New York University officials will move to discipline student demonstrators who remain in a pro-Palestinian encampment on campus, the university announced in a statement on Monday.
The encampment was erected on Friday, as similar sites spread on college campuses across the country, following Columbia University’s lead. Students removed their tents on Friday as N.Y.U. demanded but continued to stay overnight at the encampment.
On Sunday night, college officials presented the protesters with two options: end the overnight stays “without consequences” or stay and possibly face “conduct charges,” according to the statement. School leaders extended the deadline to respond to noon on Monday.
By Monday afternoon, students had not responded and had remained at the site, John Beckman, a university spokesman, said in the statement. “Accordingly and regrettably, N.Y.U. is moving forward with disciplinary processes,” he said.

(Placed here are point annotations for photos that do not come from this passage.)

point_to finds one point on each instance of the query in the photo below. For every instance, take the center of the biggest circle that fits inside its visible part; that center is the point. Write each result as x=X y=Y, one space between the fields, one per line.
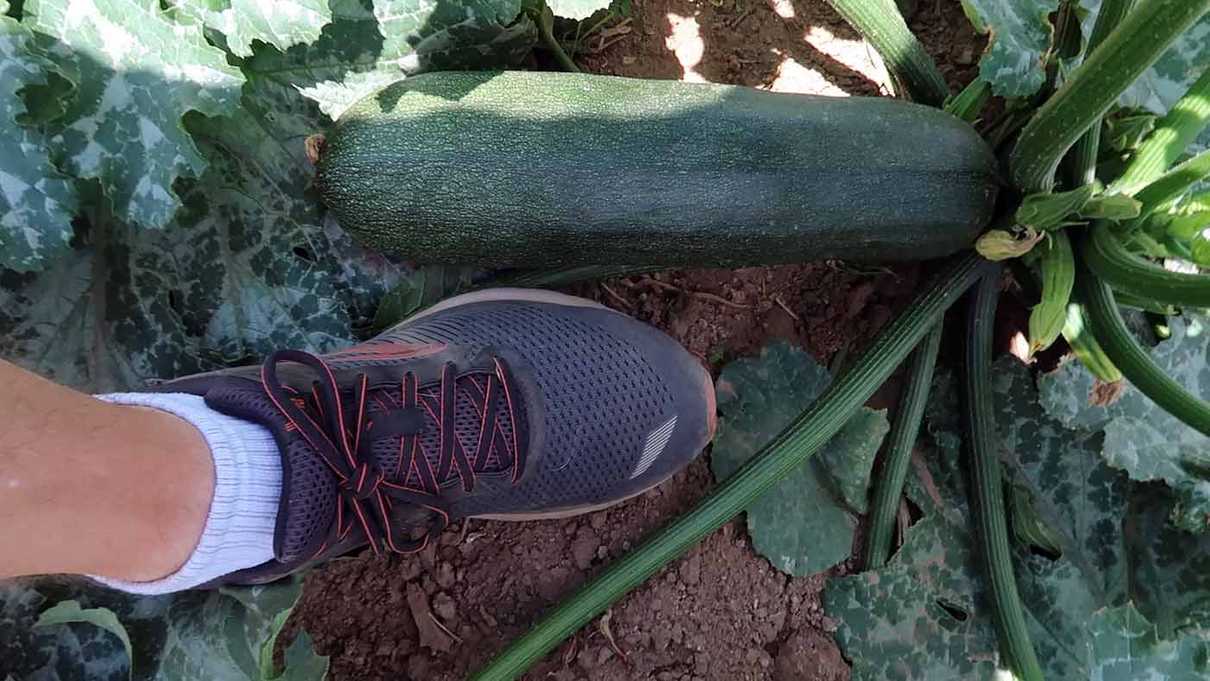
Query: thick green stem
x=1128 y=355
x=1084 y=346
x=968 y=103
x=1163 y=146
x=1108 y=258
x=880 y=22
x=902 y=439
x=789 y=450
x=989 y=486
x=1083 y=156
x=1095 y=85
x=1174 y=183
x=546 y=30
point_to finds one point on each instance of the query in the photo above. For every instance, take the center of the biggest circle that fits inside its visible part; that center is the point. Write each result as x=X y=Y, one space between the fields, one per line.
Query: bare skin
x=92 y=488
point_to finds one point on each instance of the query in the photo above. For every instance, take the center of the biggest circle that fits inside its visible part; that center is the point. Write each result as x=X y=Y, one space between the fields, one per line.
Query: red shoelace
x=343 y=437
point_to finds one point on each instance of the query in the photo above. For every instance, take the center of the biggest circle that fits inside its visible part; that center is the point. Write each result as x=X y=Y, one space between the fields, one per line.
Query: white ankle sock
x=242 y=519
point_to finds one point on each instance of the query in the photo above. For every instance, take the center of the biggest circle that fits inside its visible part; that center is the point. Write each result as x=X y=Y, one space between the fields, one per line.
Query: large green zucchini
x=549 y=168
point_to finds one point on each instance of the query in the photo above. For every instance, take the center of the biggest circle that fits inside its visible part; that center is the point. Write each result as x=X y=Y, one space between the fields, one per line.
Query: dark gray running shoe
x=510 y=404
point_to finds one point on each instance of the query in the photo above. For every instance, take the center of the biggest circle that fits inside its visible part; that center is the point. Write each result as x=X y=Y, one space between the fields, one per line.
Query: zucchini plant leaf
x=1127 y=646
x=1020 y=38
x=280 y=23
x=35 y=202
x=1171 y=75
x=1073 y=602
x=1042 y=212
x=576 y=9
x=424 y=287
x=68 y=612
x=186 y=636
x=923 y=616
x=805 y=524
x=370 y=45
x=136 y=74
x=1141 y=438
x=249 y=264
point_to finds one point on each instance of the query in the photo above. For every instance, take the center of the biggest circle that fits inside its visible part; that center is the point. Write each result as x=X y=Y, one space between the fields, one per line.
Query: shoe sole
x=506 y=294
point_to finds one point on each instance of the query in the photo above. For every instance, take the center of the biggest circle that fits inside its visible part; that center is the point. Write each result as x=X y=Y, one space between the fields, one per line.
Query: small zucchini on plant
x=1092 y=242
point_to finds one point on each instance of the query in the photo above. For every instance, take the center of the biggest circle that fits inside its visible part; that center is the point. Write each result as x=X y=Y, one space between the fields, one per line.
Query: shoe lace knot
x=335 y=423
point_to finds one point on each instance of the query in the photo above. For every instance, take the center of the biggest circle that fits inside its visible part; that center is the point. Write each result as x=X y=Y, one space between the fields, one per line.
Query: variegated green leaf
x=185 y=636
x=1020 y=36
x=136 y=75
x=1141 y=438
x=923 y=616
x=251 y=264
x=281 y=23
x=806 y=523
x=1042 y=212
x=1127 y=647
x=1170 y=566
x=35 y=201
x=576 y=9
x=69 y=612
x=368 y=46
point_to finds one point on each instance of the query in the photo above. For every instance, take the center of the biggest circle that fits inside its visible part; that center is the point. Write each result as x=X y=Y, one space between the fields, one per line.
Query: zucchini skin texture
x=524 y=168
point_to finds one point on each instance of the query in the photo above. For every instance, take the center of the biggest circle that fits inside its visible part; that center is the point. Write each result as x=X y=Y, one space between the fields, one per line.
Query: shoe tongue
x=468 y=417
x=310 y=491
x=307 y=505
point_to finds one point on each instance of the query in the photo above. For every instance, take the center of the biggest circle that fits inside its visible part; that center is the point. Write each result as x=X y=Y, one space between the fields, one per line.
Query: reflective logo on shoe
x=655 y=445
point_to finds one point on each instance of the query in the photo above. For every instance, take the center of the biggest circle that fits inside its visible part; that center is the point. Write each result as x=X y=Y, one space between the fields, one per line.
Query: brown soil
x=721 y=612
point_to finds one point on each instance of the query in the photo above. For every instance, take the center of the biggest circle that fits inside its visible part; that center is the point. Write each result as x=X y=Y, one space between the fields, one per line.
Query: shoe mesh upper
x=600 y=396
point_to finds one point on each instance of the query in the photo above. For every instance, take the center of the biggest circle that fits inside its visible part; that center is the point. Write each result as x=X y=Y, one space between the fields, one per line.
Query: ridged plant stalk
x=1131 y=358
x=1108 y=258
x=1083 y=155
x=889 y=486
x=989 y=486
x=880 y=22
x=1182 y=123
x=1095 y=85
x=789 y=450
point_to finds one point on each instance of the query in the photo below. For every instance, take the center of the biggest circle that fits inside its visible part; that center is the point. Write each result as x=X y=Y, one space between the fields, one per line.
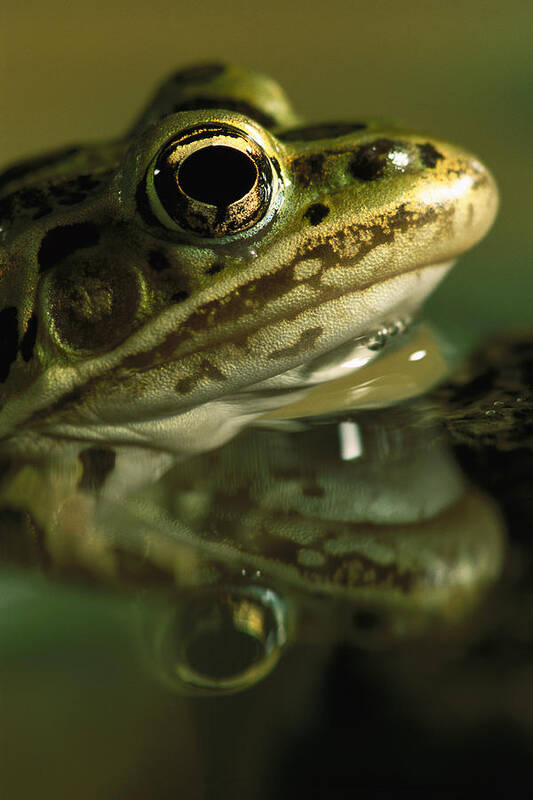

College officials did not immediately respond to a request for more details about what the “disciplinary processes” would entail.
Dylan Hernandez, a student who is a spokesman for the N.Y.U. Palestine Solidarity Coalition, said Monday that the university was not “arguing on a good-faith basis, even though it purports to do so.”
He said officials were saying they were negotiating with demonstrators while also “threatening” them with sweeps, sending in the police and disciplinary action.
“The position of the students is that they will not move until N.Y.U. shows good faith,” Mr. Hernandez added. “It would be an honor for us to be the targets of disciplinary measures for standing in solidarity with Palestine.”
He said the students had responded to the university’s two options through action: “We responded by staying.”
On Monday afternoon, the mood was calm as students milled about the encampment, which was nestled behind the John A. Paulson Center, a central academic building on N.Y.U.’s Greenwich Village campus in Manhattan. Nearby, a couple of dozen protesters were seated in a circle behind police barricades decorated with pro-Palestinian banners.
Student chants were directed at the president of N.Y.U., Linda Mills: “Linda Mills, we know you. You arrest students too,” the protesters chanted. Outside the barricaded area, about 40 demonstrators and passers-by looked on, chanting, chatting and snacking on pizza. Several campus security guards stood by watching.
The protesters stayed even as it rained, with some in the encampment pulling out ponchos and umbrellas. Others moved underneath a nearby awning and watched as some demonstrators held hands and danced to Arabic music in the rain.
Around 600 “parents, guardians, and loved ones” signed a letter criticizing Dr. Mills for calling in the Police Department to help remove people who were protesting in front of N.Y.U.’s business school last week. Dozens of demonstrators were arrested.
In the letter, published on Monday in Washington Square News, the school’s independent student newspaper, the signers called on Dr. Mills to resign, saying, “If you are incapable of protecting our kids’ First Amendment rights and distinguishing between legitimate protest and criminal activity, you should step down.”